The game that started me down the Euro path... I like it a little less each time I play it, though. I've pretty much decided that, with a few exceptions (Twilight Struggle, Backgammon), if there's dice in the box, I'm not all that interested.
The trouble with this one is that there really is no way to mitigate the dice results. In just about any game, there will be one person (usually me, if I'm playing) who grabs up a nice couple of towns next to (say) 5's and 6's only to see 8's and 9's come up every turn. Then when the dice do finally decide to smile on the right lands, look who's here! The Robber. There's no alternate strategy, no way to work around it: I'm just screwed. After a few turns with nothing to build and nothing to trade, I start looking forward to playing a different game.
There's a lot to love about Settlers, and I do enjoy it still. It can be exciting, and the dice cards do help to even things out some. But I'll usually reach for something else when I'm looking for a good gateway game.
Total brain-burner, with AP virtually guaranteed for your first 100 or so games. I like this one much more in principle, but not enough that I'll play it enough to be really competitive with serious players.
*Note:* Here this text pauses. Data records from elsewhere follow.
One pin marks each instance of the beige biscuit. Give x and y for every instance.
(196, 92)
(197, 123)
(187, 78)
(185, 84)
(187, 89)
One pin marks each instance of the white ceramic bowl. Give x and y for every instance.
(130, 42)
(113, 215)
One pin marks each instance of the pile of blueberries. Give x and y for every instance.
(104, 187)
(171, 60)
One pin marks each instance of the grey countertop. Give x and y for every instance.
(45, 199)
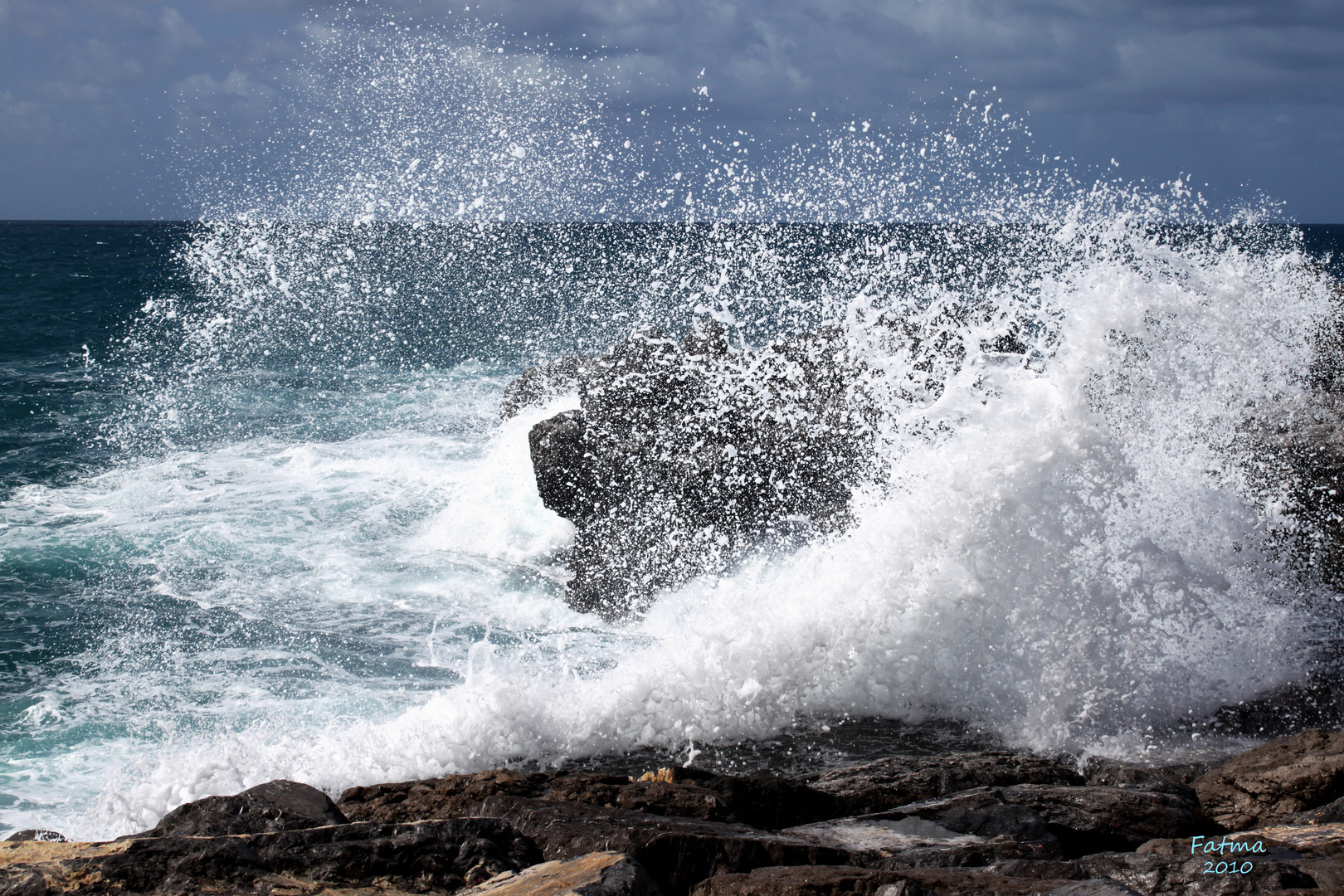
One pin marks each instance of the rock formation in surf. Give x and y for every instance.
(684, 457)
(981, 822)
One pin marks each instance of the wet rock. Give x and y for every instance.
(1328, 874)
(1112, 772)
(825, 881)
(277, 805)
(914, 843)
(438, 856)
(1308, 840)
(1274, 782)
(1043, 869)
(902, 779)
(37, 835)
(1327, 815)
(1181, 874)
(546, 382)
(592, 874)
(684, 458)
(676, 852)
(449, 796)
(761, 802)
(808, 880)
(1093, 889)
(1083, 820)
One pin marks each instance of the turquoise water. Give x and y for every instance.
(260, 516)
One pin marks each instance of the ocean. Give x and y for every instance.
(261, 518)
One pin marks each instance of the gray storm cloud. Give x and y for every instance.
(1249, 95)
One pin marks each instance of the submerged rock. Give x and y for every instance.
(277, 805)
(1112, 772)
(682, 458)
(902, 779)
(593, 874)
(1153, 874)
(761, 802)
(866, 881)
(676, 852)
(1081, 820)
(1274, 782)
(37, 835)
(427, 857)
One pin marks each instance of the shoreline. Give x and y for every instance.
(990, 821)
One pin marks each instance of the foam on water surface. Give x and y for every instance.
(320, 553)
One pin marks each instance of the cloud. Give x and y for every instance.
(1083, 66)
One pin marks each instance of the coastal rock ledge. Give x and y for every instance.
(1025, 825)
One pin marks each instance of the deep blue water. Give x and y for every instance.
(285, 507)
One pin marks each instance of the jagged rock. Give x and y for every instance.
(37, 835)
(902, 779)
(1328, 874)
(1093, 889)
(683, 458)
(539, 384)
(1274, 782)
(277, 805)
(1110, 772)
(761, 802)
(808, 880)
(860, 881)
(913, 843)
(676, 852)
(592, 874)
(1083, 820)
(1185, 876)
(1327, 815)
(437, 856)
(1043, 869)
(1317, 841)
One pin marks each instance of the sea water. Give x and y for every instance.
(261, 514)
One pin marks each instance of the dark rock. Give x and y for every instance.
(1085, 820)
(824, 881)
(539, 384)
(565, 477)
(1274, 782)
(1043, 869)
(993, 852)
(761, 802)
(277, 805)
(1093, 889)
(1328, 874)
(913, 843)
(437, 856)
(902, 779)
(23, 883)
(37, 835)
(1112, 772)
(449, 796)
(806, 880)
(684, 458)
(676, 852)
(1181, 874)
(592, 874)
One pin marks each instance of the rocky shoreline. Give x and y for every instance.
(988, 822)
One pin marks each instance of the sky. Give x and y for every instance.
(116, 109)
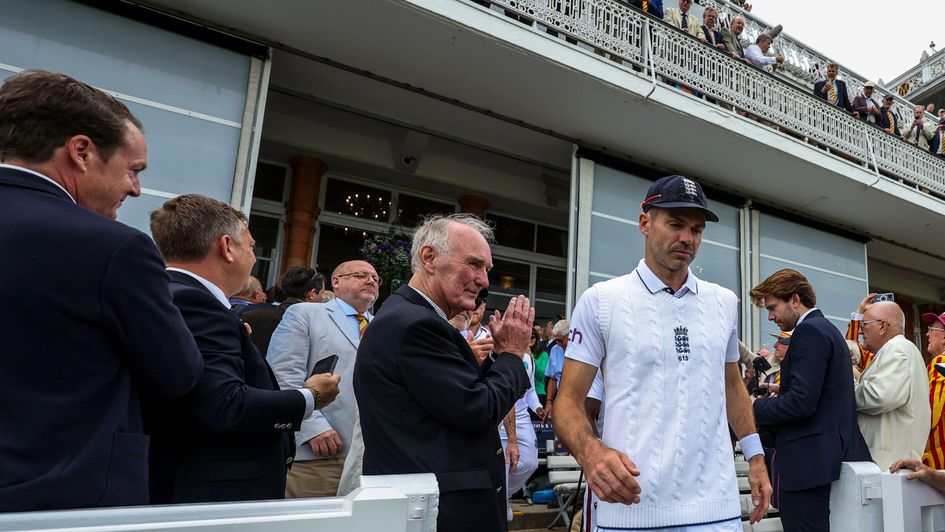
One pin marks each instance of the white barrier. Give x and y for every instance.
(867, 499)
(396, 503)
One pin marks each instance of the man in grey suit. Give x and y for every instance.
(308, 333)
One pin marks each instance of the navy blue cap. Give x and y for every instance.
(677, 192)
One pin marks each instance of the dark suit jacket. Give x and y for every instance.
(884, 120)
(815, 414)
(231, 438)
(719, 38)
(89, 328)
(426, 406)
(843, 99)
(264, 321)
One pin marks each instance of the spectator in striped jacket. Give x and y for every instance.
(934, 455)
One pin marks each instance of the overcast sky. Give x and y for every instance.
(863, 35)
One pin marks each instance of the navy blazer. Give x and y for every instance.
(843, 99)
(89, 328)
(231, 437)
(427, 406)
(814, 414)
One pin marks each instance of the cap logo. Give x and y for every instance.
(689, 188)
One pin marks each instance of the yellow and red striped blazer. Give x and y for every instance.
(934, 456)
(853, 333)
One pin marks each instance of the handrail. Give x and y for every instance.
(803, 64)
(617, 29)
(929, 70)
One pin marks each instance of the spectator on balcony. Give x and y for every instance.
(937, 146)
(680, 18)
(834, 90)
(888, 119)
(712, 36)
(757, 54)
(919, 132)
(866, 106)
(732, 37)
(650, 7)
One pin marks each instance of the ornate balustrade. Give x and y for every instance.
(928, 71)
(657, 49)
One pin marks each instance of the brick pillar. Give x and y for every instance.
(302, 211)
(474, 205)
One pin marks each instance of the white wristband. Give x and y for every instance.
(751, 446)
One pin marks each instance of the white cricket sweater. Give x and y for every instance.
(663, 363)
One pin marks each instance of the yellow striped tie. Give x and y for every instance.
(362, 324)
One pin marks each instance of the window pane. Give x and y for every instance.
(342, 197)
(411, 209)
(265, 230)
(513, 233)
(509, 277)
(552, 241)
(551, 284)
(270, 182)
(261, 271)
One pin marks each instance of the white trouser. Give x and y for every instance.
(528, 456)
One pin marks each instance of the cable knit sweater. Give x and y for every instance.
(662, 357)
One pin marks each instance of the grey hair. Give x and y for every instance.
(561, 328)
(434, 232)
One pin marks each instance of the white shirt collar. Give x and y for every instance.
(37, 174)
(804, 315)
(654, 284)
(436, 307)
(214, 289)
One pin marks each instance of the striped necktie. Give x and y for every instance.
(362, 324)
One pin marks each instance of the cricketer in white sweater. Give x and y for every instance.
(663, 356)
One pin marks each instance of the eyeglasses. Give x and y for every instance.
(362, 276)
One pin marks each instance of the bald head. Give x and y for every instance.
(888, 312)
(881, 323)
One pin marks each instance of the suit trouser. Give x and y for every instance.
(314, 478)
(806, 510)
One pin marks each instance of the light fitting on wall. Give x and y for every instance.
(363, 206)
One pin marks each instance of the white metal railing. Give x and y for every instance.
(390, 503)
(802, 64)
(619, 30)
(929, 70)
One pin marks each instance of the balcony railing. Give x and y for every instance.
(929, 71)
(656, 49)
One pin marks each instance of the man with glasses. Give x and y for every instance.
(892, 409)
(935, 448)
(307, 334)
(680, 18)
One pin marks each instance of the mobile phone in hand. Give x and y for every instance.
(325, 365)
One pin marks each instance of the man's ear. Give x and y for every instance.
(225, 245)
(80, 149)
(427, 256)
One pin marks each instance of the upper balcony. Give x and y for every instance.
(509, 75)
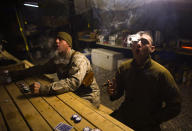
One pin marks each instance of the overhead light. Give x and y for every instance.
(32, 4)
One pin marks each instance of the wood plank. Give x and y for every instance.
(88, 104)
(31, 115)
(2, 124)
(9, 56)
(108, 117)
(94, 117)
(51, 116)
(12, 116)
(65, 111)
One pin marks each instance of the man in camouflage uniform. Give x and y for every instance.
(151, 94)
(71, 68)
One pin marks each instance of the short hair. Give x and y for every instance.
(141, 33)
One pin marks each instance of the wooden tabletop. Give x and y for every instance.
(22, 112)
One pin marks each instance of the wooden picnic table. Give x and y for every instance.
(22, 112)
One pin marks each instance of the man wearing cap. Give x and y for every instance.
(72, 69)
(151, 93)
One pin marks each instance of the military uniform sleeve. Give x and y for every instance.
(119, 91)
(73, 81)
(171, 96)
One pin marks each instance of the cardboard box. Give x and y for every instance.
(106, 59)
(120, 61)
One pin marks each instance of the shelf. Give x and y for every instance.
(87, 40)
(113, 46)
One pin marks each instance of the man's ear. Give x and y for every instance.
(152, 49)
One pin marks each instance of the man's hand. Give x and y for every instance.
(5, 78)
(35, 87)
(111, 87)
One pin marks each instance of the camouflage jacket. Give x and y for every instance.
(71, 70)
(151, 94)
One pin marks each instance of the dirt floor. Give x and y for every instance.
(183, 122)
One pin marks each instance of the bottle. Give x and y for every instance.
(7, 77)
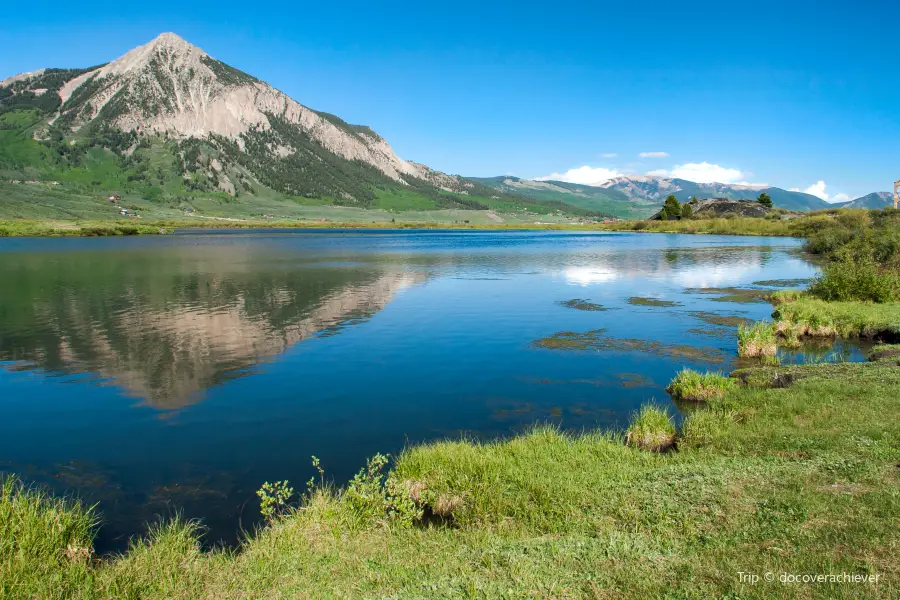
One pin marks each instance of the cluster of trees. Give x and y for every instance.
(673, 209)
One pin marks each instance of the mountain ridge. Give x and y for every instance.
(167, 123)
(647, 192)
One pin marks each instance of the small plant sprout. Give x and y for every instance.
(274, 499)
(311, 484)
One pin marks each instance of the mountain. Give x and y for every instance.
(168, 124)
(873, 200)
(656, 189)
(639, 196)
(586, 197)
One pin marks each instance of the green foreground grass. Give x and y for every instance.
(797, 480)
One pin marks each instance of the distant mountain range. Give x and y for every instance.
(169, 124)
(637, 196)
(641, 195)
(873, 200)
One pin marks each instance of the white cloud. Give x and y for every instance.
(707, 173)
(584, 175)
(816, 189)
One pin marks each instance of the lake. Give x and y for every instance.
(155, 374)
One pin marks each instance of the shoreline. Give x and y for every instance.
(56, 228)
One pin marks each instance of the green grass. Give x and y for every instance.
(795, 480)
(77, 228)
(884, 352)
(757, 340)
(735, 226)
(699, 387)
(815, 317)
(651, 429)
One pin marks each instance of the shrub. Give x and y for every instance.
(699, 387)
(856, 277)
(757, 340)
(652, 429)
(274, 499)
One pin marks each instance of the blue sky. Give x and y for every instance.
(795, 94)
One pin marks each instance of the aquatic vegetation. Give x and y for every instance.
(652, 429)
(718, 332)
(580, 304)
(783, 282)
(537, 499)
(597, 340)
(732, 294)
(274, 499)
(810, 316)
(757, 340)
(719, 319)
(642, 301)
(699, 387)
(633, 380)
(884, 352)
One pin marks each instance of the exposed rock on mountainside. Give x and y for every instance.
(167, 122)
(171, 87)
(720, 207)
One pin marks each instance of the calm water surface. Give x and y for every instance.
(156, 374)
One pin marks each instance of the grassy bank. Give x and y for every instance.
(798, 480)
(78, 228)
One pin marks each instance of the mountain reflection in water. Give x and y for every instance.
(165, 328)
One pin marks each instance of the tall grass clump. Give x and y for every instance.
(757, 340)
(699, 387)
(652, 429)
(45, 543)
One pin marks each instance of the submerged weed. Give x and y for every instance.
(581, 304)
(643, 301)
(757, 340)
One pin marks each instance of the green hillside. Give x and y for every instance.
(70, 165)
(583, 197)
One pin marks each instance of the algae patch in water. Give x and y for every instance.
(739, 295)
(581, 304)
(632, 380)
(642, 301)
(597, 340)
(783, 282)
(721, 320)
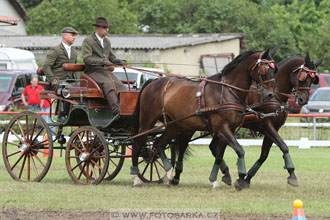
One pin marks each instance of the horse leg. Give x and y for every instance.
(162, 141)
(136, 151)
(223, 166)
(181, 143)
(266, 145)
(273, 134)
(218, 153)
(230, 139)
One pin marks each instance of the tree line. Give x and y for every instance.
(295, 26)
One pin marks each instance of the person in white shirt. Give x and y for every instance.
(56, 57)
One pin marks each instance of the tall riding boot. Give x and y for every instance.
(112, 100)
(63, 111)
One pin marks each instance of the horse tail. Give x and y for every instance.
(136, 114)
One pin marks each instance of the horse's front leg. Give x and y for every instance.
(136, 151)
(169, 133)
(266, 145)
(229, 138)
(181, 145)
(226, 178)
(218, 152)
(272, 133)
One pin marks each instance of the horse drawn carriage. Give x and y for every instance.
(95, 150)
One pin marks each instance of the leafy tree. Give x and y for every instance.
(50, 17)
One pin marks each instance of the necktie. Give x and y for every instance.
(69, 52)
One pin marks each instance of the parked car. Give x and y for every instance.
(324, 82)
(17, 59)
(139, 77)
(319, 102)
(12, 84)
Simple and elegant, with just enough luck to mix it up, not enough to really screw anyone over. With three decent sources of points, you'll want to do very well in at least two of them to have a chance at winning.
The king of tactical negotiation games, virtually devoid of strategy and totally dependent on wheeling and dealing. Provides some very interesting insight into the different personalities at the table and how they interact. The person you most expect to win probably won't, simply because everyone will be on guard against reasonable-sounding deals with a smooth talker.
One of Knizia's more nasty games, and one with a bit more theme than is usual for him. I'll need a few more plays before deciding on the luck balance, but it's definitely worth exploring. Not the clearest rules I've ever read--the files on the Geek are definitely a big help.
I was given a copy of this by the designer, who happened to live in my neighborhood when I was in high school. Embarrassed to admit that it's still in the shrink twenty-odd years later, but it's certainly a rare prize.
I just don't get this one. There must be something more to it that I missed. Everyone seems to agree that this is one of the greatest games ever, and yet no one can make me see why. Maybe another play or two--hopefully with someone who really loves it--will clear it up, but I'm not very hopeful. Is it possible that this has been surpassed by the many games that borrowed from it, and that people are just too nostalgic to admit it? That's my working theory.
Updated 5->7 after a few more plays. Essentially a negotiation game, in which players try to position themselves to lunge ahead to their fifth point with no help. Improves as people figure it out.
One of my few non-gamer games, Whoonu is a surprisingly fun activity, especially for groups of people trying to get to know each other. You can bring it along and play at a restaurant while waiting for dinner, and it will bring out lots of interesting stories and odd facts about people that you never would have guessed. Game-wise it doesn't compare to most of the competitive titles on BGG, but it is worth getting and playing as a purely social activity.